Moise was assassinated last July 7 when armed attackers stormed his Port-au-Prince home. In addition to killing Moise, the gunmen wounded his wife, Martine Moise. In this period, Prime Minister Ariel Henry has led the country to the completion of Moise’s term.
Those days are over now. Observers and political experts know that several groups are interested in managing the often troubled island in the Caribbean.
An opposition group called Montana Accord has called on the United States to withdraw its support for Henry, arguing that Moise’s term will render the current government unconstitutional.
The rival of Henry, Claude Joseph, served as prime minister for about two weeks before giving way to Henry, who Moise chose as prime minister just two days before he was killed.
To restore security before new elections, the Montana Accord has called for the creation of a transitional government headed by Fritz Alphonse Jean.
“Insecurity is rampant, fear of kidnapping and rape are the everyday situation of the average Haitian,” Jean said on Friday, according to The New York Times.
“This is a state of disarray and the Henry government is just sitting there unable to address those challenges.”
Nevertheless, Haiti’s recent troubles go well beyond the political sphere.
As well as losing its leader, Haiti was hit by a deadly 7.2-magnitude earthquake in August. There has also been a growing gang presence that set off a fuel crisis in October when it blocked Haiti’s main roads, ports and held Christian missionaries captive.
Brain Concannon, founder of the Institute for Justice and Democracy in Haiti based in the United States, told Al Jazeera that armed gangs have called for Henry’s resignation. Armed gangs control more than half of Haiti and half of the capital, Port-au-Prince.
“People live in daily fear that going to work or to school or getting some food at the store will be a lethal decision,” Concannon told the outlet.
“People don’t even leave their houses for days and hospitals are closing because it is too violent for staff to get there.”
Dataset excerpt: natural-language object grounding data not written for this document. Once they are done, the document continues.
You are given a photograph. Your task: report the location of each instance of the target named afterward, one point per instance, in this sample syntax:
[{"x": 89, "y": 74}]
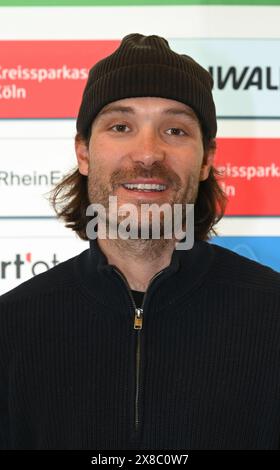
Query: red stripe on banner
[
  {"x": 251, "y": 169},
  {"x": 45, "y": 79}
]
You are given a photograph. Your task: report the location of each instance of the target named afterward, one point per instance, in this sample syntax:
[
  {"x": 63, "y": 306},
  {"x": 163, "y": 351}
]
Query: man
[{"x": 135, "y": 344}]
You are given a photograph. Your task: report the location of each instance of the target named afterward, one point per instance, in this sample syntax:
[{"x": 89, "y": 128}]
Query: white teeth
[{"x": 147, "y": 187}]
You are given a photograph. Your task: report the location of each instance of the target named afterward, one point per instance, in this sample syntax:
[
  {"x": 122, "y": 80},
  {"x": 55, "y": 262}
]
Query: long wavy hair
[{"x": 70, "y": 198}]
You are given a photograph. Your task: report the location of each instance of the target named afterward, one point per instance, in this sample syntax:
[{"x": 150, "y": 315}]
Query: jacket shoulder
[{"x": 59, "y": 277}]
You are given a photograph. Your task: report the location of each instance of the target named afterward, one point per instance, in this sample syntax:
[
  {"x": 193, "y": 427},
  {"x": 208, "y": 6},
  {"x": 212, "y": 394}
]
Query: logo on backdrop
[{"x": 25, "y": 265}]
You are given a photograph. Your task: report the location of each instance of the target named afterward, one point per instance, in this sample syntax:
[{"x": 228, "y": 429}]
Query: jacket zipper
[{"x": 138, "y": 324}]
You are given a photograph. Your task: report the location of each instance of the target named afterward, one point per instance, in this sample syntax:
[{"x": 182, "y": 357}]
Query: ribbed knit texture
[
  {"x": 209, "y": 357},
  {"x": 146, "y": 66}
]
In the wake of resettling Haitian refugees at the U.S.-Mexico border and a video featuring agents on horseback charging and herding migrants attempting to cross the Rio Grande, U.S. President Joe Biden’s administration has been criticized for not doing enough to assist the country.
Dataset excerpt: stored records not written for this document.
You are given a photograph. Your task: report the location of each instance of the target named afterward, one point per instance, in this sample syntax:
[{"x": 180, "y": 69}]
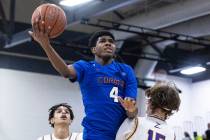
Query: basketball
[{"x": 52, "y": 16}]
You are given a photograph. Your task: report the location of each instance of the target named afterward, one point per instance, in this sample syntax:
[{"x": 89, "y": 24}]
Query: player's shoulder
[
  {"x": 76, "y": 136},
  {"x": 123, "y": 66}
]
Furthermore, the United States and other international observers have been accused of being too entangled in Haiti’s politics.
Daniel Foote, the former U.S. special envoy who resigned following the U.S. treatment of refugees, says the U.S. administration has been “stubbornly arrogant” in pressing Haitians to accept an unelected prime minister and rush into elections.
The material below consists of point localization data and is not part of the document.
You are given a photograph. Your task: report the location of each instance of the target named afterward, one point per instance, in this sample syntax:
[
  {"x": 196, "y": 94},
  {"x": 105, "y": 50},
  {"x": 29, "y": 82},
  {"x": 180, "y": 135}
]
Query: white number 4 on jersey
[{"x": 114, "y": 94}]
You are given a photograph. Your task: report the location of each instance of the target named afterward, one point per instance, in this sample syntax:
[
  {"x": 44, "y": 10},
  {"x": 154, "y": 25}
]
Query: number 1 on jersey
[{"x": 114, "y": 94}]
In addition, Foote said Henry “impeded investigations” into Moise’s assassination for six months, adding that Bed-Ford Claude, one of Port-au-Prince’s top prosecutors sought charges against Henry last September.
He cited phone records that show Henry spoke shortly after Moise’s death with former Haitian Justice Ministry official Joseph Felix Badio, who’s a suspect in the assassination investigation.
Henry has repeatedly denied involvement in the killing, asserting that the killers are yet to be caught.
Haitian police detained more than a dozen possible suspects after the killing, and two individuals have so far been charged by U.S. officials. Gunfights with police also left several dead. In light of these threats, U.S. officials worry that Henry’s tenuous grip on power could result in continued violence and political unrest.
“How the government of Haiti moves forward after Feb. 7, the official end of assassinated President Jovenel Moise’s term, will be an important inflection point for Ariel Henry’s government and its ability to bring some measure of political stability to Haiti,” one U.S. intelligence official told McClatchy.
The uncertainty in Haiti has prompted some migrants to flee the country and head for the United States.
More than 200 were detained by the U.S. Coast Guard a week ago after arriving in the Florida Keys and northern Florida last fall.